Claims can be sorted by clicking on the column heading. This allows claims to be grouped and processed together for reporting and transmission to Medicare. An arrow in the column header denotes the currently "sorted by column" and the direction of the sort.

- Filter the list of claims by using the controls in the Claim Selection section at
the top of the window.Once you have made a change to the criteria in this section,
click
to apply the change, filtering the list accordingly. Note that you can also tick the Quick Refresh check box which automatically refreshes the window with each change you make to the Claim selection criteria in the window. - You can quickly locate a specific claim if you know its Claim ID, by typing the ID into the Find Claim text box and clicking the associated button.

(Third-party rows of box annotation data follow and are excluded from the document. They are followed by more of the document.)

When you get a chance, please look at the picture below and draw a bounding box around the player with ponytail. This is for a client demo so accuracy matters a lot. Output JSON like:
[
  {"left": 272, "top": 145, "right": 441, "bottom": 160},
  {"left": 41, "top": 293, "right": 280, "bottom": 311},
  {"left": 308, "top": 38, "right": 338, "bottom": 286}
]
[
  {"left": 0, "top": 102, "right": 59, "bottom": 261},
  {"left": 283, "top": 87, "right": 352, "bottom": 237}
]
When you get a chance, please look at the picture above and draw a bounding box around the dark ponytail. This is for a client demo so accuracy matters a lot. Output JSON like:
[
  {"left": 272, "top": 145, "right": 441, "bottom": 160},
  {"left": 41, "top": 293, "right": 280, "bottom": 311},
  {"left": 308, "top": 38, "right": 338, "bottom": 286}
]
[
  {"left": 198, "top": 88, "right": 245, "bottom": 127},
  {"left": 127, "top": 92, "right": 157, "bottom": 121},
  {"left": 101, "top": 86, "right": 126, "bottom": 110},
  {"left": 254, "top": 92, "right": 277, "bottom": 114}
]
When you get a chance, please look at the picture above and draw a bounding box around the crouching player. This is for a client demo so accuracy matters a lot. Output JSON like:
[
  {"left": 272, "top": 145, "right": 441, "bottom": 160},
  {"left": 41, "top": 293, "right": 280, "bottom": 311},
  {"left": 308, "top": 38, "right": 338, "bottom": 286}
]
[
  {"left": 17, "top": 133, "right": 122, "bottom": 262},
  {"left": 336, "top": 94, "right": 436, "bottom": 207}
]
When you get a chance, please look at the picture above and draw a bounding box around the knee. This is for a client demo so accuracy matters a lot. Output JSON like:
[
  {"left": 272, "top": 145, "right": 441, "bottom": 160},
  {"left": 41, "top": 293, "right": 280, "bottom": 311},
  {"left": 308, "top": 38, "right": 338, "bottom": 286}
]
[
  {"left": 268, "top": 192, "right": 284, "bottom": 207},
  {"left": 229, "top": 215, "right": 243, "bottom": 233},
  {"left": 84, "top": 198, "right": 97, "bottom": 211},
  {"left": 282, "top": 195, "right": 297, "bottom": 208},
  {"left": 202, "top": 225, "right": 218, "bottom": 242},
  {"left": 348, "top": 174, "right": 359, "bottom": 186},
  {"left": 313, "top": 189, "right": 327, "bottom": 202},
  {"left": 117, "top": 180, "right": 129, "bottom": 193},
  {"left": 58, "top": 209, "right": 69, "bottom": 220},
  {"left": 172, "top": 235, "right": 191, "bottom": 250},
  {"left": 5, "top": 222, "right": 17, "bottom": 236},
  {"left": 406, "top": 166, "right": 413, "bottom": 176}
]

- Manually transmit claims that are awaiting transmission. By default, claims are sent immediately upon invoicing them. However, if for example your Internet access is not available at the time, claims are held in a pool, awaiting manual transmission later. All claims whether transmitted or awaiting transmission, can be found in the Medicare Australia - Online Claims Window.
- View a claim's transmission log.
- Open a selected claim to view the results of processing, and to finalise receipting or rejections, as shown below.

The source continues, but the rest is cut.